Difficulty in recruiting experienced midwives and a dwindling casual pool are serious challenges for Shoalhaven Hospital on the NSW South Coast.
RN/RM and NSWNMA delegate at Shoalhaven Hospital, Jennifer Greed, says it is especially hard to recruit midwives to regional areas like the South Coast.
Shoalhaven maternity unit is forced to rely on non-midwifery staff including registered nurses and enrolled nurses to fill its roster.
“A dwindling group of senior midwives is feeling the strain of excessive workloads, lack of support, high levels of stress and increasing sick leave, Jennifer says.
“Less experienced midwives feel stressed and frustrated when they are expected to ‘Step Up’ before they are ready without the support, education and experience they need.”
Birthing an average of 850 babies each year, the maternity service includes a 4-bed birthing unit, 13 postnatal/antenatal beds and an assessment bed; a freestanding antenatal care area with midwives’ clinics and a high-risk clinic.
The service also provides in-home postnatal care via a midwifery support program and the birthing unit provides 24/7 outpatient care to pregnant women.
With no registrar cover, the service has a resident on weekdays, one staff specialist and a number of locum obstetricians on call.
Normal staffing levels on the Monday to Friday morning shift is six staff plus the midwifery unit manager and midwifery educator.
This drops to four staff on weekday afternoons and nights.

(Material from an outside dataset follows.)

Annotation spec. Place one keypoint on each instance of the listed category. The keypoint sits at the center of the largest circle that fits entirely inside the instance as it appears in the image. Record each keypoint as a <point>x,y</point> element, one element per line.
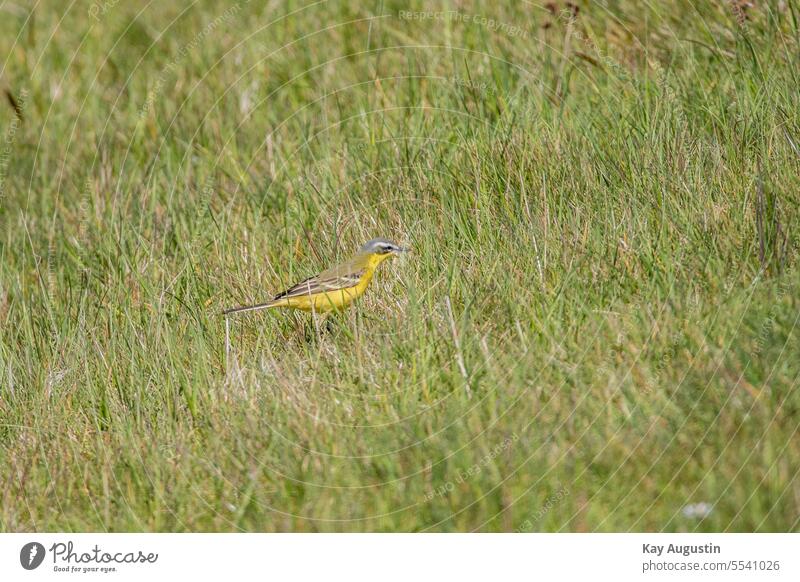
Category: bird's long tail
<point>266,305</point>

Weekends are staffed by five on morning shift and four on afternoons and nights.
Poor skill mix a pressing concern
Jennifer says workloads can be even higher on afternoons and nights when fewer support services are available.
“There is no clerical support after 1530 hours, so midwives are required to answer all incoming calls, and there is no cleaning support after 1430 hours.
“A wardsman has to be called to clean bathrooms and floors in the birth units and they are unavailable for the postnatal area.
“As a result of increasing pressures on other areas of the hospital, the maternity unit is regularly expected to accept ‘outliers’ who would normally be accommodated in medical or surgical areas.
“Maternity patients are shuffled to empty beds in the children’s ward to accommodate surgical or medical patients.
“The in-charge midwife who regularly has a full patient load and may well be the only senior on shift is expected to decide the most suitable patient to send to children’s ward, which is behind a locked security door.
“Children’s ward buzzers do not appear on our board so we rely on children’s ward staff to notify us of our patients’ needs.
“The increasing number of Bachelor of Midwifery midwives who do not have general registration puts more responsibility on those with general registration to care for general patients.”
Poor skill mix is one of the most pressing concerns raised by Shoalhaven members.
They say the problem is worst on afternoon and night shifts when the ratio of senior staff to junior/ inexperienced staff deteriorates and shifts can be a combination of RN/RM, RM, RN and EEN.
Student midwives are counted in staffing numbers even though these shifts lack experienced staff to support them.
Broad support to have babies counted
Like for like replacement for staff on sick leave is not always available and the in-charge is usually carrying a full patient load and may be the only one able to work unsupervised on the shift.
“Birth unit staff can be responsible for four or more women in labour as well as outpatient presentations at any time – very much like an emergency department,” Jennifer says.
“Many outpatients can take at least an hour of care especially if they need monitoring, tests and review by an obstetrician and potentially transfer to a higher level of care.”
There is broad staff support for the NSWNMA campaign to change the maternity staffing system to ensure babies are counted in patient numbers in postnatal wards.
“In the postnatal area there will often be patients who have had difficult births, complications or caesarean sections and are unable to care for their own babies. “We perform major abdominal surgery on these ladies, their movement is restricted, they are often on medication for pain and then we hand them a newborn baby and expect them to care for the baby independently.
“Of course, they can’t but the system pretends they do. This failure to acknowledge complicated postnatal care puts an additional workload on the midwife.”
Shoalhaven staff say it is hard to access education and training because the educator is often given a patient load to fill staffing shortfalls.
Staff report high rates of sick leave as midwives succumb to stress due to overwork. Meal breaks are seen as a luxury on many shifts and overtime is normal.
“Many are feeling overwhelmed and becoming despondent. People speak of moving on or already have,” Jennifer says.
“Despite low morale the maternity service has a strong team spirit.
“Everyone is trying their hardest including our manager and educator who have their own pressures.
“We are looking at structures we can put in place to lift morale and offer support and education.
“The bottom line is safe and excellent patient care – that is what our amazing team strive for always.”